As a survivor of the Auschwitz camp during World War II, to which she was deported along with her sister and mother, Simone Veil could have easily renounced the continent that had abused her and her family. In 1945, "my sister and I were alive, but like many other families, the Jacob family [NB. Veil's maiden name] was pained by the Nazi fury. Very fast, we understood that we would not see neither Dad nor Jean [NB. her brother] anymore. Milou, scrawny and bitten by foils, was tremendously weakened by typhus."
“The reactionary attitude of certain judges”
Against all odds, life got back to its normal course, and Simone took on studies at the Institute of Political Science and then at the Law University of Paris Assas. Her first assignments as a magistrate were about renovating prison life in France. It was in 1974 that Simone Veil made her first appearance in French political life. Jacques Chirac, Prime Minister of the President Valérie Giscard d’Estaing at the time, entrusted her with the health department. The biggest challenge that she faced was the legalisation of abortion. “It had been years since I had been worrying about the abortion matter; not only as a woman, but also as a magistrate. Like most of my colleagues, I was alarmed about the dramas I could hear.
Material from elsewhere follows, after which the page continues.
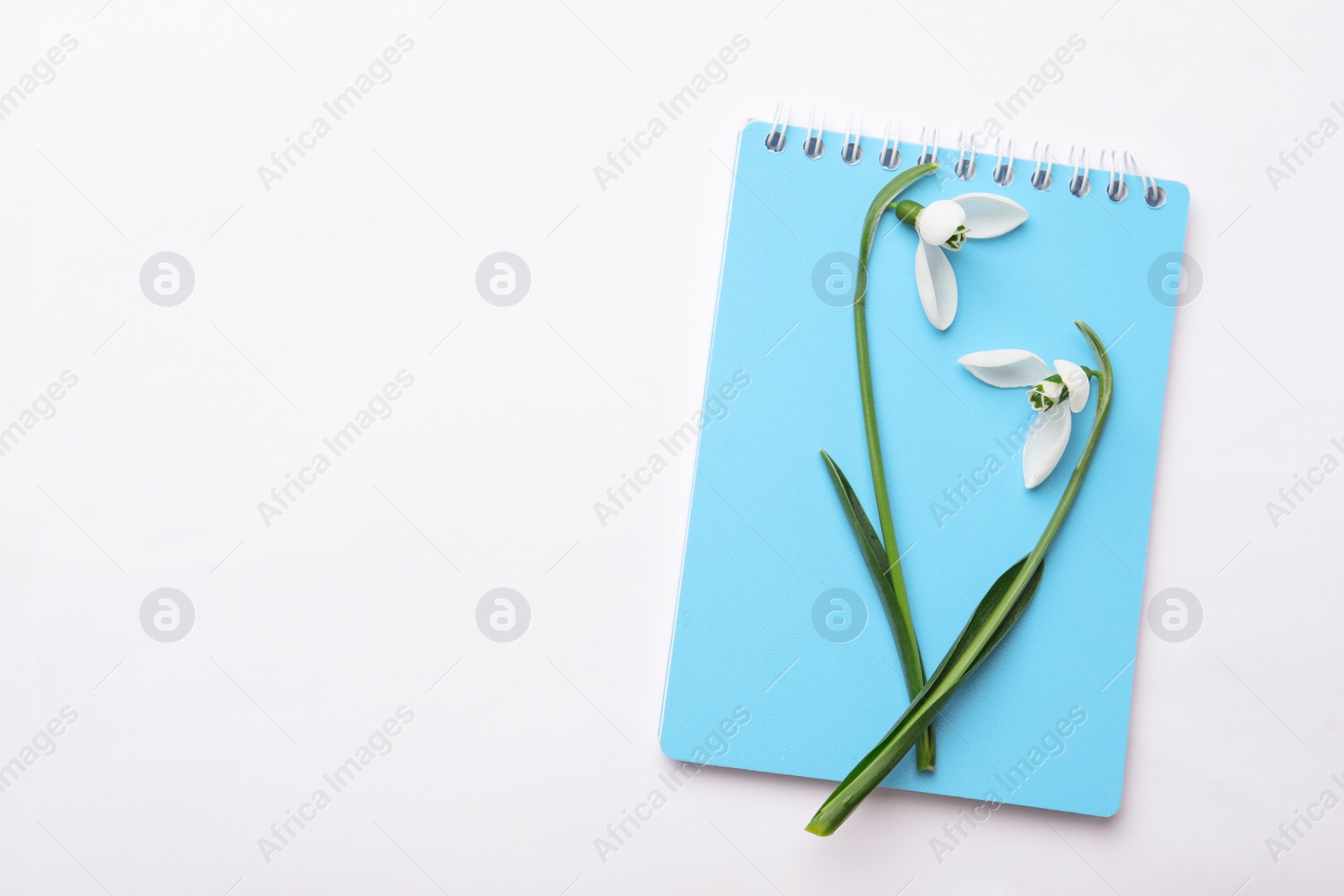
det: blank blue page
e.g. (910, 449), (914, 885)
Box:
(660, 123), (1189, 826)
And the reactionary attitude of certain judges shocked me […] they kept on suing doctors who practiced abortions in order to prevent them from ever practicing medicine again.”
The next year, after a memorable speech at the National Assembly, the legislative text on the termination of pregnancy was passed. But the woman from Nice had new ambitions. Not for herself or for her career, but for France and her new love: Europe. “… as soon as the prospects of the first European Parliament election using the universal suffrage became clearer […] I jumped on the occasion. Besides some need of changing, I had the feeling that I couldn’t move on anymore.”
The need for European unity
For three years, she buckled down to reform the EU organisation: budget, vote, diplomacy, Simone Veil foresaw the tests that the European Union would have to take. “… on the diplomatic level, more than ever, Europe needs unity face to the ongoing international tensions, and the Iraqi crisis tragically showed how it was hard to speak up with one voice in order to be heard.” It is true that the Old Continent went through way worse. Two bloody wars, a wall that caused its division... but for Veil, the future was not as dark as some described it. Indeed “this is here [in Europe], where the absolute evil was perpetrated, that willingness must be reborn from a fraternal world, a world based on the respect of human being and of its dignity.”